Banks snub BSP bait as alternative draws more attention
After going full throttle for the record-high volume of retail treasury bonds (RTBs), market appetite went tepid for the Bangko Sentral ng Pilipinas’ (BSP) term deposit facility (TDF).
Although the central bank already slashed its offering to P80 billion, the 28-day tenor of the facility, in particular, remained undersubscribed on Wednesday.
Bids for the longest tenor in that financing window attracted only P32.48 billion, albeit the BSP offered a total of P40 billion. The BSP awarded a yield of 3.47-3.5 percent.
For the seven-day TDF, banks tendered P41.269 billion.
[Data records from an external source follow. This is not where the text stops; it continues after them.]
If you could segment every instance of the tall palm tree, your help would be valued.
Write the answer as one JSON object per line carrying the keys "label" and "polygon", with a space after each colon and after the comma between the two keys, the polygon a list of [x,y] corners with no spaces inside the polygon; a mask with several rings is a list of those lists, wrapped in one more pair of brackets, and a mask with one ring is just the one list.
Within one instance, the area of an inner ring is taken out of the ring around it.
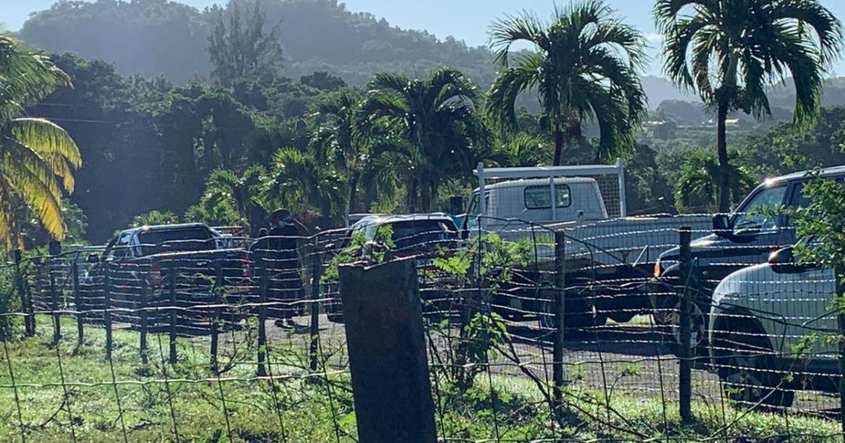
{"label": "tall palm tree", "polygon": [[725,120],[741,110],[771,115],[766,89],[792,77],[794,126],[819,114],[824,74],[842,49],[842,25],[815,0],[658,0],[664,71],[716,110],[719,211],[730,207]]}
{"label": "tall palm tree", "polygon": [[310,148],[319,162],[333,165],[348,181],[348,210],[359,208],[361,175],[372,159],[368,138],[358,121],[363,102],[360,91],[344,89],[319,100],[313,108],[319,122],[311,136]]}
{"label": "tall palm tree", "polygon": [[361,112],[379,139],[373,155],[388,155],[405,177],[408,209],[428,211],[444,181],[471,170],[477,149],[487,143],[476,112],[478,89],[450,68],[422,79],[384,73],[369,89]]}
{"label": "tall palm tree", "polygon": [[212,205],[225,205],[237,213],[238,223],[254,228],[261,224],[259,213],[264,203],[260,199],[262,179],[266,174],[260,165],[254,165],[238,176],[235,172],[215,169],[205,181],[205,195]]}
{"label": "tall palm tree", "polygon": [[316,208],[324,217],[342,219],[346,204],[343,178],[321,165],[313,154],[281,149],[273,154],[264,198],[292,211]]}
{"label": "tall palm tree", "polygon": [[62,127],[28,117],[25,108],[70,85],[46,57],[0,35],[0,241],[7,245],[21,241],[19,203],[32,209],[54,238],[64,237],[63,192],[74,191],[79,149]]}
{"label": "tall palm tree", "polygon": [[[511,54],[518,42],[533,49]],[[633,146],[634,132],[646,116],[638,74],[645,42],[641,32],[597,0],[555,8],[550,23],[529,14],[496,21],[490,48],[502,70],[490,88],[487,111],[500,129],[511,130],[517,97],[535,92],[554,139],[554,165],[560,165],[564,144],[583,137],[590,120],[600,132],[596,157],[607,159]]]}

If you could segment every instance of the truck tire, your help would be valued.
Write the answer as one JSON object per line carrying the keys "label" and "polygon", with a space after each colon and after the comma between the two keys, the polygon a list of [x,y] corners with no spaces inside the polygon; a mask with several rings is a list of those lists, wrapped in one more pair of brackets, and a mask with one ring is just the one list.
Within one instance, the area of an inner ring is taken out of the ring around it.
{"label": "truck tire", "polygon": [[777,370],[771,344],[755,319],[719,318],[711,354],[725,393],[733,401],[755,408],[792,406],[793,383]]}

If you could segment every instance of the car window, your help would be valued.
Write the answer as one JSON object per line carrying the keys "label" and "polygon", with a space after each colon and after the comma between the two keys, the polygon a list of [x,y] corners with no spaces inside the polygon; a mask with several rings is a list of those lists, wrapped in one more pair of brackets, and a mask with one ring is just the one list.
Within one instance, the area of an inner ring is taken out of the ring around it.
{"label": "car window", "polygon": [[[484,207],[490,208],[489,192],[484,192]],[[466,213],[470,215],[478,215],[481,213],[481,205],[478,202],[478,194],[472,194],[472,199],[470,200],[470,206],[466,210]]]}
{"label": "car window", "polygon": [[451,221],[412,220],[390,223],[393,242],[398,250],[419,246],[436,246],[458,237]]}
{"label": "car window", "polygon": [[106,258],[107,260],[114,260],[116,258],[123,258],[125,257],[131,256],[128,247],[131,240],[131,232],[121,234],[117,237],[117,241],[114,241],[112,247],[109,248],[108,252],[106,254]]}
{"label": "car window", "polygon": [[810,199],[804,195],[804,186],[807,181],[799,181],[793,187],[792,197],[789,198],[789,206],[792,208],[805,208],[810,204]]}
{"label": "car window", "polygon": [[777,228],[780,217],[773,213],[783,206],[786,185],[764,189],[739,208],[733,216],[733,234],[772,230]]}
{"label": "car window", "polygon": [[203,228],[154,230],[138,234],[143,256],[164,251],[213,250],[217,245],[215,241],[211,241],[212,238],[211,233]]}
{"label": "car window", "polygon": [[[556,208],[567,208],[572,203],[569,185],[554,185]],[[526,208],[548,209],[552,207],[552,190],[548,186],[526,186]]]}

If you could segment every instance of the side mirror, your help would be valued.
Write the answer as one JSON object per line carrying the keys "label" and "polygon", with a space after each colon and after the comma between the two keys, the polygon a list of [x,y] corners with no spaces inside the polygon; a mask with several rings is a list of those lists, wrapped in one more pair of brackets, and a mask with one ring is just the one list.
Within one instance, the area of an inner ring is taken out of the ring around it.
{"label": "side mirror", "polygon": [[769,254],[768,263],[771,267],[771,270],[777,273],[792,273],[801,270],[795,262],[795,255],[792,246],[778,249]]}
{"label": "side mirror", "polygon": [[713,216],[713,233],[721,235],[731,230],[731,219],[728,214],[717,213]]}

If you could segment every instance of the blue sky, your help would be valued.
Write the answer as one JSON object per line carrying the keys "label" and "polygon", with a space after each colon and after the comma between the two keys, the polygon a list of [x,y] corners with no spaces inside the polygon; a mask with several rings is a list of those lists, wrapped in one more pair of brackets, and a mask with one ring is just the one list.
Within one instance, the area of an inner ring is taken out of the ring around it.
{"label": "blue sky", "polygon": [[[46,9],[54,0],[0,0],[3,14],[0,23],[8,30],[18,30],[32,11]],[[204,8],[226,0],[181,0],[196,8]],[[553,8],[552,0],[346,0],[346,7],[354,12],[369,12],[384,18],[401,28],[426,30],[444,38],[453,35],[472,46],[487,42],[490,22],[506,14],[528,10],[541,17],[548,16]],[[649,39],[652,56],[648,73],[659,74],[661,61],[657,56],[660,36],[651,21],[651,0],[609,0],[609,4],[626,23],[639,28]],[[820,0],[841,19],[845,20],[845,0]],[[564,5],[568,0],[559,1]],[[835,73],[845,74],[845,61],[834,67]]]}

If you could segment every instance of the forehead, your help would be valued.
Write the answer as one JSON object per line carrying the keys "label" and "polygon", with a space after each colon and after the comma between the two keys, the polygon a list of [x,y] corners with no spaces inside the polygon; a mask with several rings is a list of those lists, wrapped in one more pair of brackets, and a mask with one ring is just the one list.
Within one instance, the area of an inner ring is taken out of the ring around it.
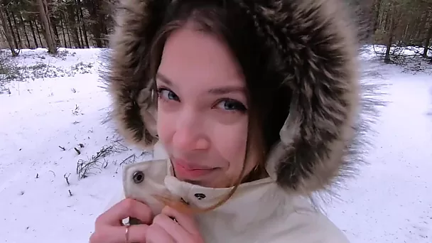
{"label": "forehead", "polygon": [[158,72],[178,85],[244,85],[239,65],[228,46],[215,35],[191,25],[168,38]]}

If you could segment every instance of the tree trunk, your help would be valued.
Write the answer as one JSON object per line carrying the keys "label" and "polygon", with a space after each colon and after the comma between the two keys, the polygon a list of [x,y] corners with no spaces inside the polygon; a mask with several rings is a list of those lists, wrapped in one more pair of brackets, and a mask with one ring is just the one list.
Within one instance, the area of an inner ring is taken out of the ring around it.
{"label": "tree trunk", "polygon": [[45,0],[37,0],[38,4],[39,5],[39,11],[40,13],[40,18],[42,20],[42,23],[43,24],[45,28],[45,40],[47,42],[47,45],[48,48],[48,52],[51,54],[54,54],[57,53],[57,48],[55,46],[55,41],[54,41],[54,38],[53,38],[52,33],[50,31],[50,22],[49,18],[47,16],[48,12],[45,11],[46,8],[44,6]]}
{"label": "tree trunk", "polygon": [[40,31],[39,31],[39,27],[38,27],[38,22],[36,21],[35,21],[35,26],[36,26],[36,31],[38,32],[38,36],[39,37],[40,47],[43,47],[43,43],[42,42],[42,38],[40,38]]}
{"label": "tree trunk", "polygon": [[19,15],[19,18],[23,26],[23,30],[24,30],[24,36],[26,36],[27,45],[28,45],[28,48],[31,48],[31,45],[30,45],[30,40],[28,39],[28,35],[27,34],[27,30],[26,29],[26,22],[24,22],[24,19],[23,18],[23,15],[21,14],[21,12],[18,11],[18,14]]}
{"label": "tree trunk", "polygon": [[429,22],[429,30],[428,31],[428,33],[424,42],[424,50],[423,50],[423,56],[424,58],[428,57],[428,49],[429,49],[431,38],[432,38],[432,21]]}
{"label": "tree trunk", "polygon": [[389,17],[390,18],[390,24],[389,24],[389,40],[387,42],[387,48],[386,50],[386,55],[384,58],[384,61],[385,63],[390,63],[392,62],[392,60],[390,58],[390,49],[392,48],[392,43],[393,43],[393,31],[394,30],[394,15],[393,14],[393,13],[390,14],[391,16]]}
{"label": "tree trunk", "polygon": [[92,23],[92,33],[93,33],[94,40],[96,43],[96,46],[98,48],[102,48],[102,31],[103,29],[103,21],[100,21],[100,16],[102,16],[99,10],[99,1],[97,0],[93,0],[90,1],[90,4],[87,6],[87,9],[90,14],[90,18],[96,20]]}
{"label": "tree trunk", "polygon": [[12,39],[14,40],[14,44],[15,46],[14,47],[15,49],[19,49],[18,45],[18,42],[16,42],[16,38],[15,37],[15,31],[14,31],[14,27],[12,26],[12,22],[11,21],[11,17],[9,15],[9,12],[8,10],[4,8],[4,12],[6,14],[6,17],[8,21],[8,23],[9,24],[9,30],[11,31],[11,36],[12,36]]}
{"label": "tree trunk", "polygon": [[[75,1],[73,1],[75,3]],[[78,45],[78,48],[82,48],[81,42],[80,41],[80,36],[78,36],[78,31],[77,30],[77,22],[75,21],[75,14],[74,6],[72,5],[72,2],[69,2],[66,5],[66,11],[68,12],[68,28],[70,28],[72,31],[72,37],[75,42],[74,46],[77,46]],[[77,17],[78,15],[77,14]]]}
{"label": "tree trunk", "polygon": [[[63,43],[65,43],[65,48],[67,48],[68,43],[66,42],[66,36],[65,35],[65,26],[63,25],[63,18],[61,17],[61,16],[60,17],[60,25],[62,27],[62,33],[63,36]],[[71,46],[71,48],[72,48],[72,46]]]}
{"label": "tree trunk", "polygon": [[65,16],[65,13],[63,13],[63,19],[65,23],[65,26],[66,26],[66,33],[68,34],[68,38],[69,39],[69,46],[70,46],[70,48],[72,48],[72,42],[70,41],[70,33],[69,33],[69,23],[68,21],[68,18],[66,18],[66,16]]}
{"label": "tree trunk", "polygon": [[382,0],[376,0],[375,4],[374,4],[374,11],[375,16],[374,16],[374,31],[373,31],[373,33],[375,33],[377,31],[377,30],[378,29],[379,11],[381,11],[381,2],[382,1]]}
{"label": "tree trunk", "polygon": [[85,24],[84,23],[84,16],[82,16],[82,9],[81,8],[81,0],[75,0],[77,2],[77,12],[80,15],[80,20],[81,25],[82,26],[82,33],[84,34],[84,40],[85,41],[85,45],[87,48],[90,48],[89,40],[87,36],[87,31],[85,30]]}
{"label": "tree trunk", "polygon": [[[36,35],[35,34],[35,29],[33,28],[33,21],[31,18],[28,20],[28,23],[30,23],[30,30],[31,31],[31,35],[33,36],[33,40],[35,42],[35,45],[36,48],[39,48],[38,45],[38,40],[36,39]],[[41,43],[42,44],[42,43]]]}
{"label": "tree trunk", "polygon": [[6,23],[6,20],[4,16],[4,11],[6,12],[6,9],[4,6],[0,5],[0,21],[1,22],[1,26],[3,26],[3,34],[6,37],[6,40],[8,42],[8,45],[9,45],[9,48],[11,49],[11,52],[12,53],[12,56],[16,57],[18,55],[18,53],[15,50],[15,47],[14,46],[14,40],[12,40],[12,34],[9,31],[9,28],[8,28],[8,25]]}
{"label": "tree trunk", "polygon": [[18,46],[20,49],[23,48],[23,42],[21,41],[21,38],[19,35],[19,26],[16,24],[16,18],[15,18],[15,14],[14,11],[11,11],[11,15],[12,16],[12,20],[14,21],[14,25],[15,26],[16,30],[16,38],[18,38]]}

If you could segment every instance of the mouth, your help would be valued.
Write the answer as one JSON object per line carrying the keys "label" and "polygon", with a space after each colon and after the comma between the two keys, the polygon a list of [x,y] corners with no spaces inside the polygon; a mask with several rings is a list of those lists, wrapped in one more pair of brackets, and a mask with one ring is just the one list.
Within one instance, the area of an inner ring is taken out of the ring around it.
{"label": "mouth", "polygon": [[196,178],[214,172],[217,168],[210,168],[189,163],[185,160],[175,158],[171,162],[176,176],[185,178]]}

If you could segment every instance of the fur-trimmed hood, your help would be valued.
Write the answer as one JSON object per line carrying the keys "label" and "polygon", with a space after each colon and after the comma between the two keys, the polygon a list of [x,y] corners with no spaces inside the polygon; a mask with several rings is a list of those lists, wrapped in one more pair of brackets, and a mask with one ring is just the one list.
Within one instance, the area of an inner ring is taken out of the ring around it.
{"label": "fur-trimmed hood", "polygon": [[[117,16],[104,80],[120,134],[142,148],[157,141],[153,99],[143,80],[144,57],[167,6],[181,1],[123,0],[120,9],[126,11]],[[299,194],[328,189],[360,162],[368,127],[360,115],[371,103],[362,102],[358,26],[339,0],[233,0],[230,5],[256,18],[282,60],[275,72],[292,92],[281,141],[268,159],[271,176]]]}

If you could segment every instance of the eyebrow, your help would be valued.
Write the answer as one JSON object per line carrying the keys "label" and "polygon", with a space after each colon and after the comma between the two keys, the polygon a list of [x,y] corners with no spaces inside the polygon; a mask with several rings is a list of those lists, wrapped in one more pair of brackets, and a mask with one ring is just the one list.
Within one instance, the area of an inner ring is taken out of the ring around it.
{"label": "eyebrow", "polygon": [[[165,83],[168,86],[176,86],[171,80],[164,76],[163,74],[158,72],[156,74],[156,78],[161,82]],[[241,92],[244,93],[246,88],[244,86],[225,86],[216,88],[212,88],[208,90],[208,92],[212,94],[226,94],[233,92]]]}

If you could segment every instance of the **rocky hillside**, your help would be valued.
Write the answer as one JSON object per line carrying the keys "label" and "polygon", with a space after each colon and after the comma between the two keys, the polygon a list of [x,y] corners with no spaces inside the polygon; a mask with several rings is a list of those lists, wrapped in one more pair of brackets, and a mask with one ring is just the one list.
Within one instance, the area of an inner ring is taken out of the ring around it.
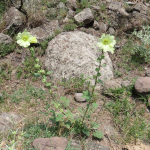
{"label": "rocky hillside", "polygon": [[149,150],[149,64],[149,0],[0,1],[0,150]]}

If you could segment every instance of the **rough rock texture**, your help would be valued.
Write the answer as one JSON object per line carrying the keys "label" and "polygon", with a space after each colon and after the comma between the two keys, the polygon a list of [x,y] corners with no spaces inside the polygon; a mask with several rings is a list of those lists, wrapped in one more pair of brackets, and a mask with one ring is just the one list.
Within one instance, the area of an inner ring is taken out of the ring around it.
{"label": "rough rock texture", "polygon": [[[88,141],[84,144],[85,150],[109,150],[108,147],[103,145]],[[71,141],[71,150],[82,150],[82,144],[80,141],[72,140]]]}
{"label": "rough rock texture", "polygon": [[110,150],[108,147],[105,147],[103,145],[94,143],[94,142],[88,142],[85,144],[85,149],[87,150]]}
{"label": "rough rock texture", "polygon": [[12,38],[10,36],[0,33],[0,43],[8,44],[11,42],[12,42]]}
{"label": "rough rock texture", "polygon": [[122,81],[121,85],[124,86],[124,87],[129,87],[131,85],[131,82],[129,80]]}
{"label": "rough rock texture", "polygon": [[38,138],[33,141],[33,147],[37,150],[65,150],[68,140],[64,137]]}
{"label": "rough rock texture", "polygon": [[15,7],[9,8],[9,10],[4,15],[4,20],[6,21],[7,28],[11,26],[20,26],[26,21],[26,16],[17,10]]}
{"label": "rough rock texture", "polygon": [[150,93],[150,77],[140,77],[134,84],[138,93]]}
{"label": "rough rock texture", "polygon": [[74,99],[77,102],[85,102],[86,98],[82,98],[81,96],[83,95],[83,93],[75,93]]}
{"label": "rough rock texture", "polygon": [[91,23],[92,21],[94,21],[94,16],[92,14],[92,11],[90,8],[86,8],[83,11],[81,11],[80,13],[76,14],[74,16],[75,21],[77,21],[78,23],[84,23],[84,25],[87,25],[89,23]]}
{"label": "rough rock texture", "polygon": [[76,10],[78,7],[76,4],[76,0],[67,0],[67,7],[69,9]]}
{"label": "rough rock texture", "polygon": [[31,35],[35,36],[37,40],[44,40],[54,34],[55,30],[59,30],[58,20],[47,21],[40,27],[30,30]]}
{"label": "rough rock texture", "polygon": [[[79,77],[81,74],[93,77],[96,73],[95,68],[98,67],[95,60],[100,56],[97,42],[96,37],[84,32],[61,33],[49,42],[45,67],[53,71],[54,78],[59,80]],[[108,53],[104,55],[102,64],[106,63],[106,66],[101,68],[100,78],[106,81],[113,78],[113,72]]]}
{"label": "rough rock texture", "polygon": [[108,90],[110,88],[111,89],[121,88],[121,80],[114,79],[114,80],[106,81],[104,85],[104,89]]}
{"label": "rough rock texture", "polygon": [[117,11],[118,9],[120,9],[122,7],[122,3],[121,2],[111,2],[109,4],[109,9],[111,10],[115,10]]}
{"label": "rough rock texture", "polygon": [[22,117],[14,113],[0,114],[0,132],[10,129],[14,124],[21,121]]}

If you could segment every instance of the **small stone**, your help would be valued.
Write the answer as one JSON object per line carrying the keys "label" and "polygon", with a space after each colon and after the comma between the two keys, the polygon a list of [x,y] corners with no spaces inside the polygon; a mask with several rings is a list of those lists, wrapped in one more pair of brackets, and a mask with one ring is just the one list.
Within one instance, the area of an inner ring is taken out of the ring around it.
{"label": "small stone", "polygon": [[83,93],[75,93],[74,99],[77,102],[85,102],[86,98],[82,98],[81,96],[83,95]]}
{"label": "small stone", "polygon": [[122,81],[121,85],[124,86],[124,87],[129,87],[131,85],[131,83],[130,83],[129,80],[126,80],[126,81]]}
{"label": "small stone", "polygon": [[150,93],[150,77],[140,77],[134,84],[138,93]]}
{"label": "small stone", "polygon": [[111,9],[111,10],[116,10],[117,11],[121,7],[122,7],[122,3],[121,2],[111,2],[109,4],[109,9]]}
{"label": "small stone", "polygon": [[76,14],[74,16],[75,21],[77,21],[78,23],[84,23],[84,25],[87,25],[89,23],[91,23],[92,21],[94,21],[94,16],[92,14],[92,11],[90,8],[86,8],[83,11],[81,11],[80,13]]}
{"label": "small stone", "polygon": [[67,7],[69,9],[76,10],[78,7],[76,4],[76,0],[67,0]]}
{"label": "small stone", "polygon": [[0,114],[0,132],[10,129],[12,125],[21,121],[22,117],[14,113],[1,113]]}
{"label": "small stone", "polygon": [[120,80],[109,80],[105,82],[104,89],[115,89],[115,88],[121,88],[121,81]]}
{"label": "small stone", "polygon": [[33,147],[37,150],[65,150],[67,145],[65,137],[38,138],[33,141]]}

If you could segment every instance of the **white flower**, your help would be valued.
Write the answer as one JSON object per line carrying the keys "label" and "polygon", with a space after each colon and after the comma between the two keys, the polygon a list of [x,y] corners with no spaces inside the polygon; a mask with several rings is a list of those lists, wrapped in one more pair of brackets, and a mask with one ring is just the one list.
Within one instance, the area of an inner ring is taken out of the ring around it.
{"label": "white flower", "polygon": [[99,43],[97,44],[100,49],[103,49],[104,52],[114,53],[114,46],[116,41],[114,40],[114,36],[110,36],[109,34],[102,34],[101,38],[99,38]]}
{"label": "white flower", "polygon": [[30,46],[30,43],[37,43],[37,39],[30,35],[30,32],[27,32],[27,30],[24,30],[22,33],[19,32],[16,39],[17,43],[23,47]]}

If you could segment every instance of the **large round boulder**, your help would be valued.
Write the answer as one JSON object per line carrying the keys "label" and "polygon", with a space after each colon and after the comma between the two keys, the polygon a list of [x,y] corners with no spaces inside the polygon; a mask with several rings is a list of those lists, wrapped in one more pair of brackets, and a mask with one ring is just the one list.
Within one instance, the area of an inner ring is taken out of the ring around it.
{"label": "large round boulder", "polygon": [[[97,37],[84,32],[61,33],[48,44],[45,67],[59,80],[80,77],[81,74],[93,77],[99,65],[96,60],[101,55],[97,43]],[[104,55],[102,64],[106,66],[101,68],[100,79],[106,81],[113,78],[113,72],[108,53]]]}

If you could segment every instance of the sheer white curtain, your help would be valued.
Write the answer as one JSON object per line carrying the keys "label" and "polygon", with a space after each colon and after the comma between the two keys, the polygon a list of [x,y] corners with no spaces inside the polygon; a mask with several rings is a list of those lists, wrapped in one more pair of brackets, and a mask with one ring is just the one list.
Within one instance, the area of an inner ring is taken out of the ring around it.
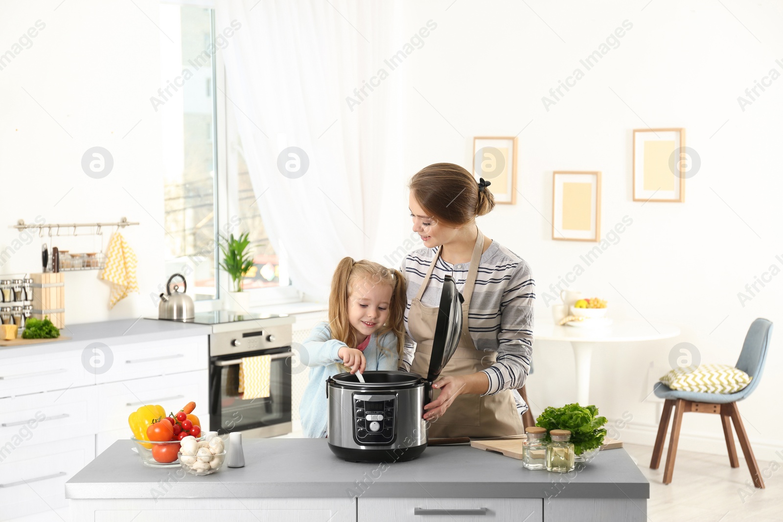
{"label": "sheer white curtain", "polygon": [[[254,204],[273,247],[287,254],[294,285],[318,299],[328,295],[341,257],[372,252],[383,180],[398,178],[402,74],[377,78],[361,99],[355,93],[381,68],[389,72],[384,59],[404,43],[394,3],[215,2],[216,34],[233,32],[221,51],[226,104],[236,114]],[[295,156],[285,158],[287,175],[278,168],[291,146],[309,163],[301,177]]]}

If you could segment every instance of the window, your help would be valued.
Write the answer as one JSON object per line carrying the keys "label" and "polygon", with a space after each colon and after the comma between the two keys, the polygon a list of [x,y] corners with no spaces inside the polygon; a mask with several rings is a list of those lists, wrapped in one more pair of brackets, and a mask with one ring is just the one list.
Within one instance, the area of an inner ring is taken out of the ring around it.
{"label": "window", "polygon": [[161,5],[166,273],[185,275],[197,300],[218,297],[212,26],[211,9]]}
{"label": "window", "polygon": [[221,52],[211,52],[214,11],[161,4],[161,88],[153,105],[163,124],[167,275],[185,275],[197,300],[217,299],[221,287],[229,288],[218,265],[220,236],[247,232],[254,264],[242,287],[253,292],[253,303],[298,299],[281,265],[284,253],[275,252],[262,221],[235,110],[222,95]]}

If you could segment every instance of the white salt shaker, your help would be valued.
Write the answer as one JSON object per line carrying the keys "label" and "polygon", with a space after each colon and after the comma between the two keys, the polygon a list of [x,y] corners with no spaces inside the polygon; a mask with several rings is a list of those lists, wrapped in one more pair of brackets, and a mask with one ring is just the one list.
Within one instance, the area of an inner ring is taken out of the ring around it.
{"label": "white salt shaker", "polygon": [[244,452],[242,450],[242,434],[232,431],[229,434],[228,463],[229,468],[244,467]]}

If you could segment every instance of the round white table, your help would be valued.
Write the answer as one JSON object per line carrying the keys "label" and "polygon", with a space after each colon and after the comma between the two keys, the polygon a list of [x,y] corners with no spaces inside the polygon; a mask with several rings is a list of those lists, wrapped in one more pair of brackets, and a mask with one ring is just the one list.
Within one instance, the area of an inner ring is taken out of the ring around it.
{"label": "round white table", "polygon": [[[538,340],[565,340],[574,349],[576,366],[576,400],[590,404],[590,365],[593,347],[600,343],[637,343],[668,339],[680,335],[680,328],[669,324],[651,325],[646,321],[613,319],[608,326],[576,327],[551,322],[536,325],[533,343]],[[535,347],[533,350],[535,353]]]}

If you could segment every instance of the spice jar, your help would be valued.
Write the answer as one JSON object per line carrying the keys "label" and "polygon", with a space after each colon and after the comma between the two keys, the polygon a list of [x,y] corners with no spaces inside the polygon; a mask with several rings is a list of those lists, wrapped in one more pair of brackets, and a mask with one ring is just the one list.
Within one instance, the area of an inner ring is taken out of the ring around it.
{"label": "spice jar", "polygon": [[522,443],[522,466],[529,470],[547,469],[547,428],[531,426],[525,428],[527,440]]}
{"label": "spice jar", "polygon": [[11,317],[13,318],[13,324],[16,325],[20,328],[24,328],[24,314],[22,312],[22,307],[12,307]]}
{"label": "spice jar", "polygon": [[13,301],[13,286],[11,284],[11,279],[0,280],[0,291],[2,292],[2,302]]}
{"label": "spice jar", "polygon": [[27,277],[23,279],[22,287],[24,288],[24,301],[33,301],[33,279]]}
{"label": "spice jar", "polygon": [[16,302],[24,301],[24,290],[22,289],[22,279],[14,279],[12,282],[13,287],[13,300]]}
{"label": "spice jar", "polygon": [[568,473],[574,469],[574,445],[568,441],[568,430],[552,430],[549,432],[552,441],[547,445],[547,470]]}

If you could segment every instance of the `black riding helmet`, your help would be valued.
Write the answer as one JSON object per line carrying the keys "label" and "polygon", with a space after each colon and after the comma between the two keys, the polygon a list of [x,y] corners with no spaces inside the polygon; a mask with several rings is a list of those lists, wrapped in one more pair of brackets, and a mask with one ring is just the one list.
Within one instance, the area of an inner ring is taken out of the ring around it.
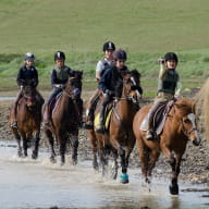
{"label": "black riding helmet", "polygon": [[35,56],[34,56],[34,53],[27,52],[27,53],[25,53],[24,59],[25,60],[35,60]]}
{"label": "black riding helmet", "polygon": [[118,49],[113,53],[113,59],[114,60],[120,60],[120,61],[126,61],[127,60],[126,52],[123,49]]}
{"label": "black riding helmet", "polygon": [[54,53],[54,61],[58,60],[58,59],[63,59],[63,60],[65,60],[65,54],[64,54],[64,52],[62,52],[62,51],[57,51],[57,52]]}
{"label": "black riding helmet", "polygon": [[169,60],[174,60],[177,63],[177,56],[174,52],[168,52],[164,54],[165,62]]}
{"label": "black riding helmet", "polygon": [[103,44],[103,51],[106,51],[106,50],[114,51],[115,50],[114,42],[111,42],[111,41],[104,42]]}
The BSP fully awarded the P40 billion it offered at 3.3-3.5 percent yield.
“Lower TDF subscription means bank funds are deployed to lending, foreign exchange purchases, and investment in government securities, including RTBs,” BSP Deputy Governor Diwa C. Guinigundo said in a text message to reporters.
The Bureau of the Treasury raised P255.4 billion from its sale of RTBs to small investors.
The government’s 20th RTB sale was the largest to date.
Next week, the BSP will again offer P40 billion each in the seven- and 28-day TDFs.
The BSP had cut the total TDF offering for December from P130 billion in November and P140 billion in October.
Guinigundo said the BSP was already mopping “less” liquidity “and that is precisely expressed in our recent announcement of the reduction in our offerings.”
Launched in June last year, the weekly TDF auctions form part of the BSP’s implementation of the interest rate corridor aimed at bringing market rates closer to the policy rate of 3 percent.